The word brutiful reminds us that many things are simultaneously brutal and beautiful. This is similar to the idea I was trying to get at in my last post, when I talked about grief and grace living side by side.

I found Christmas Eve at the Dale to be brutiful. Brutal that so many of our friends were already in hibernation mode, hunkering down and attempting to ignore the holidays altogether. Brutal that the festive season brought up so much past hurt and current pain for so many of us. And beautiful that a group of us came together to enjoy a warm, yummy breakfast and a gingerbread house that we had created a couple of weeks before. Beautiful that two 12 year old “elves” (Erinn’s daughter and her friend) handed out gift bags to the folks who had gathered. Beautiful that the number of bags was exactly the same as the number of people.

Once I started thinking in “brutiful terms”, I saw this paradox everywhere.

A friend called me throughout the holidays to update me on his efforts to secure a room in a rooming house for another friend in the community. Brutal that a small, windowless room without kitchen facilities is currently the only feasible option for this friend. But beautiful that members of the community are looking out for one another, and allowing me the honour of being kept in the loop.

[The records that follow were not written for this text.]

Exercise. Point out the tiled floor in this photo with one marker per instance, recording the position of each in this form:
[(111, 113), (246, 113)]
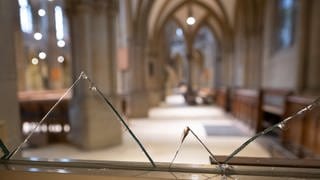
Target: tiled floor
[(161, 133)]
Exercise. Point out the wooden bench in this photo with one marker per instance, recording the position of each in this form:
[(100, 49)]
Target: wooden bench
[(246, 106), (222, 98), (34, 106), (273, 105), (302, 135)]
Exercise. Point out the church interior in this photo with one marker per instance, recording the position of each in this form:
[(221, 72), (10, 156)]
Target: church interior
[(141, 80)]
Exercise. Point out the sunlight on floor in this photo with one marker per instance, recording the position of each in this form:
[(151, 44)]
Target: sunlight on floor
[(161, 133)]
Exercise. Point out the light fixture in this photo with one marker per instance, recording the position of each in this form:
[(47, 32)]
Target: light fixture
[(34, 61), (41, 12), (61, 43), (190, 20), (179, 32), (37, 36), (42, 55), (60, 59)]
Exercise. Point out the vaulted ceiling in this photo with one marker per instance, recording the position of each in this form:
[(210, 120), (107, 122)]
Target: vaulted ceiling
[(218, 14)]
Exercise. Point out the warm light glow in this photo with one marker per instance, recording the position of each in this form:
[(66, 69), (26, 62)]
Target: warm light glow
[(41, 12), (59, 22), (34, 61), (191, 20), (61, 43), (25, 16), (66, 128), (37, 36), (60, 59), (179, 32), (42, 55)]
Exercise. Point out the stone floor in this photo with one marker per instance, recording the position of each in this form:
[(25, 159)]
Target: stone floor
[(161, 134)]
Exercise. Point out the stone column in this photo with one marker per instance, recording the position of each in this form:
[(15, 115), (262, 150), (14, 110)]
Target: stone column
[(313, 54), (9, 107), (93, 125)]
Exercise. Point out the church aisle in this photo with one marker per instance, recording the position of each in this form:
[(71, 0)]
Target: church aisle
[(161, 133)]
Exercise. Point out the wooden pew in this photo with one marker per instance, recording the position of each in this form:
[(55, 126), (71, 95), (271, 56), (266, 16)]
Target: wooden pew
[(246, 106), (273, 105), (222, 98), (34, 106), (302, 135)]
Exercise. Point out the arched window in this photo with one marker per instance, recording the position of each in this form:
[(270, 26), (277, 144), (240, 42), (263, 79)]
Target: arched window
[(284, 24)]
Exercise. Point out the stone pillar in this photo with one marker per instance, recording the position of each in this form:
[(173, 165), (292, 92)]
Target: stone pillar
[(93, 124), (313, 54), (9, 107)]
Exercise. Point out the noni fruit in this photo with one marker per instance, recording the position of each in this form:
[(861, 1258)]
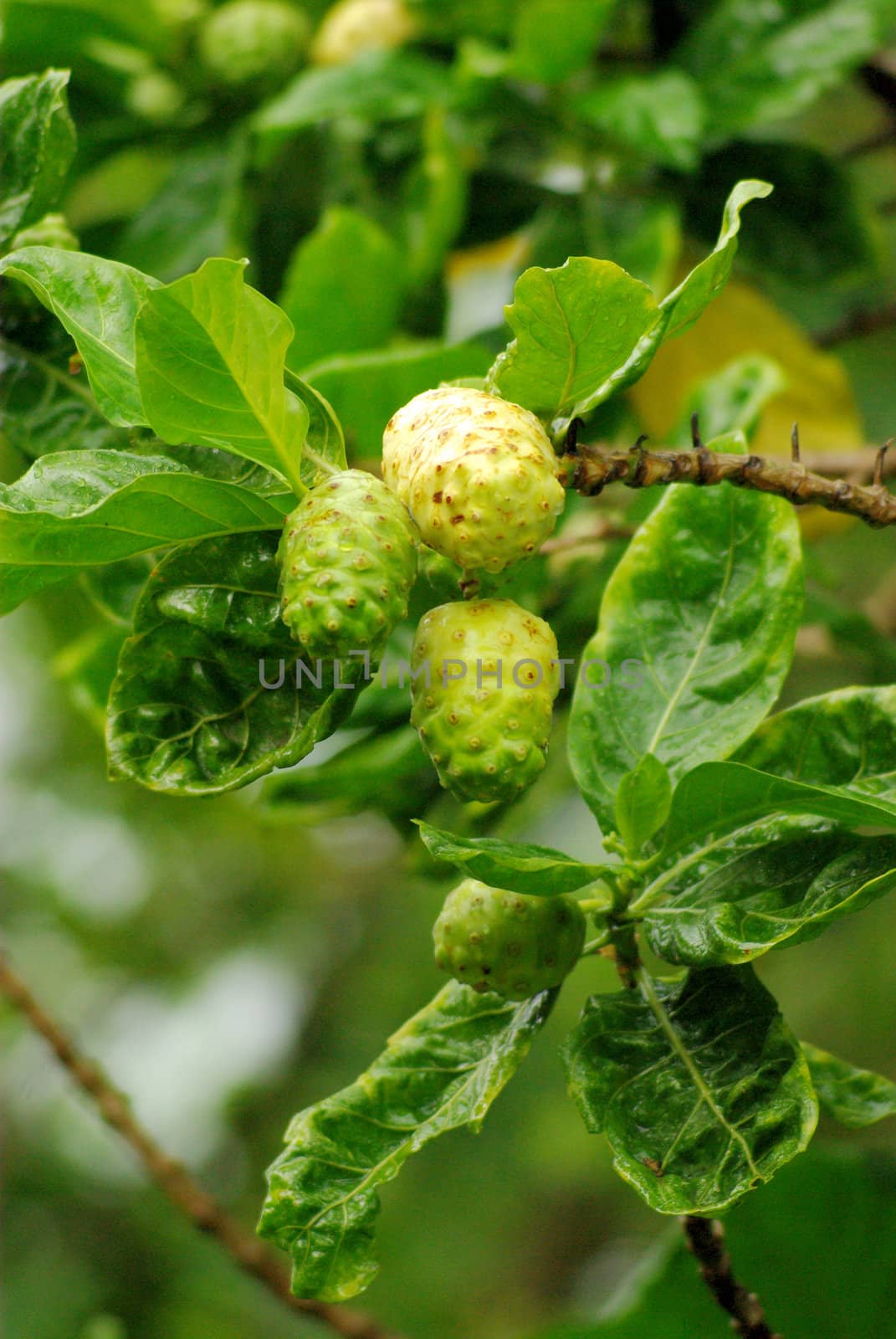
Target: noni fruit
[(354, 27), (508, 943), (347, 564), (485, 675), (477, 473), (253, 42)]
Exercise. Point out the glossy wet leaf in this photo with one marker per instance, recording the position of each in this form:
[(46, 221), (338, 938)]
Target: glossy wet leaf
[(44, 408), (849, 1095), (788, 890), (718, 797), (694, 294), (343, 288), (761, 64), (77, 509), (699, 1086), (211, 362), (588, 328), (575, 327), (325, 448), (189, 713), (387, 772), (659, 117), (844, 738), (37, 147), (643, 803), (443, 1070), (837, 1280), (97, 300), (520, 867), (706, 600)]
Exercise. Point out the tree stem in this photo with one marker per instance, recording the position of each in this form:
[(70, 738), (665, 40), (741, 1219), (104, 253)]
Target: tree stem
[(706, 1240), (174, 1180), (595, 466)]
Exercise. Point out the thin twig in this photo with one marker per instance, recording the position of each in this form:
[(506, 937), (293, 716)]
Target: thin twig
[(595, 466), (706, 1239), (173, 1178)]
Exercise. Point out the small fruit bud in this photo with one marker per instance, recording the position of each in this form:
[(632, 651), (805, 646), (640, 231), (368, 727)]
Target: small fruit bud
[(485, 676), (347, 566), (253, 42), (508, 943)]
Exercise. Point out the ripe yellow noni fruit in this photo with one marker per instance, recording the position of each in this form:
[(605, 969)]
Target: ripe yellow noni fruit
[(477, 473), (354, 27)]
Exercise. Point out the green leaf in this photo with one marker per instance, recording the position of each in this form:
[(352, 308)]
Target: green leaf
[(699, 1086), (378, 86), (77, 509), (44, 408), (844, 738), (588, 328), (434, 200), (706, 602), (768, 896), (39, 33), (853, 1097), (694, 294), (37, 147), (643, 801), (730, 401), (552, 39), (366, 388), (194, 214), (386, 772), (520, 867), (97, 300), (325, 448), (718, 797), (816, 229), (831, 1215), (658, 117), (761, 64), (189, 713), (439, 1073), (343, 288), (576, 328), (211, 365)]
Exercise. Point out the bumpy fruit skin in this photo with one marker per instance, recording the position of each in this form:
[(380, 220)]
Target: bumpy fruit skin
[(486, 740), (477, 473), (253, 40), (506, 943), (354, 27), (347, 564)]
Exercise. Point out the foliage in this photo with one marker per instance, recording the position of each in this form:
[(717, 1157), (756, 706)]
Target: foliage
[(162, 417)]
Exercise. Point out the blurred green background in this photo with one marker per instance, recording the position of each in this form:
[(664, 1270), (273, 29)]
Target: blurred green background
[(231, 962)]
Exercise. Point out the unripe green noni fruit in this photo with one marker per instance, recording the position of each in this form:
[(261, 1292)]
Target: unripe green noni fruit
[(352, 27), (501, 941), (347, 564), (477, 473), (50, 231), (253, 40), (485, 678)]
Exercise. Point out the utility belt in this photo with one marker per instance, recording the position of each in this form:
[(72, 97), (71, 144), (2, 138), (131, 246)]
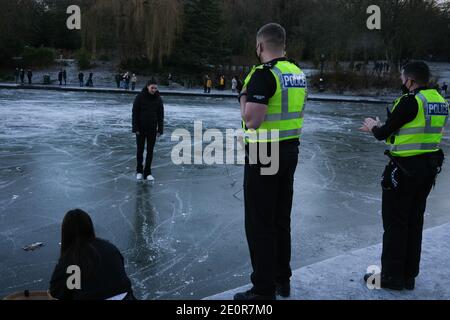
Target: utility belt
[(422, 166)]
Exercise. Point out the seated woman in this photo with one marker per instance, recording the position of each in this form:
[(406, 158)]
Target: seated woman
[(100, 263)]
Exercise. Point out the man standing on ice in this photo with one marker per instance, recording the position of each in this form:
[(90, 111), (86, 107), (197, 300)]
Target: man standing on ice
[(272, 105), (148, 124)]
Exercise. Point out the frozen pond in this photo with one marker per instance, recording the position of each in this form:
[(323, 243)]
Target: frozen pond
[(183, 237)]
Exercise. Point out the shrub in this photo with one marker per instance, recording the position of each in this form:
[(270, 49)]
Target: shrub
[(83, 59), (38, 57)]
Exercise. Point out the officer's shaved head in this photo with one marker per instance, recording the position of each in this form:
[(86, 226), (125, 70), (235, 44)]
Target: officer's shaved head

A friend fell off the wagon after being sober for over a month. He came to talk to us because people told him we were worried about him. We chatted for a while, and it was brutal to see him intoxicated when I knew how desperately he wanted to not be. But then he got quiet, looked me straight in the eyes and whispered, “Jesus loves you. He really does, you know.” Beautiful.

So here we are in 2015, a year that we know for sure will be brutiful. Brutal isn’t nearly a strong enough word to describe today’s shootings in Paris. And yet we know that, somehow, beauty will keep surprising us throughout the year. We may need to train our eyes to see it, but it will be there. By the grace of God, beauty remains.

Lord give us the wisdom, courage and grace we will need in this brutiful year ahead.